It’s finite, but it’s effective and perhaps more so in the first game of the season, though the Mountaineers believe they have a way to put a spur in those plans.

“Right now, my biggest fear is tackling those kinds of backs 40 or 50 times,” Gibson said. “I think that’s what they’re going to do, and the first game, what you always worry about is the tackling. That right there is a little concerning.”

But just a little. Not a lot.

“This is how I see it,” said WVU’s K.J. Dillon. “If I’ve done 50 snaps, he’s done 50 snaps. If I hit him 50 times, he’s taken 50 hits. Both our bodies are going to wear down. Then it’s a matter of who gives up first.
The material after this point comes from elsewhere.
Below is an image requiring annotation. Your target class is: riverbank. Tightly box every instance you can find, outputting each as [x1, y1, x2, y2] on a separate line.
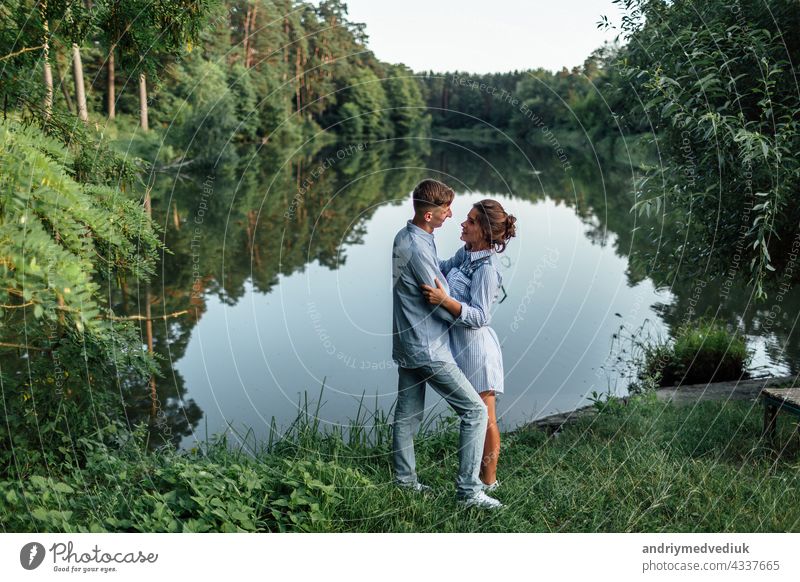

I know for a fact I’m not going to give up.”

Dillon, the junior from Apopka, Fla., will handle many tasks for the Mountaineers. The spur is part linebacker, part cornerback and part safety. He will blitz, play the run and defend the pass. As the 2014 season opens with his team expected to lose by nearly four touchdowns, Dillon must be one thing above all else for the Mountaineers.

“Huge,” Gibson said. “He’s the key to our defense. A kid like him in that position is the key to making us go. He’s the guy who has to be effective at what he’s doing in that position to make us go as a defense.”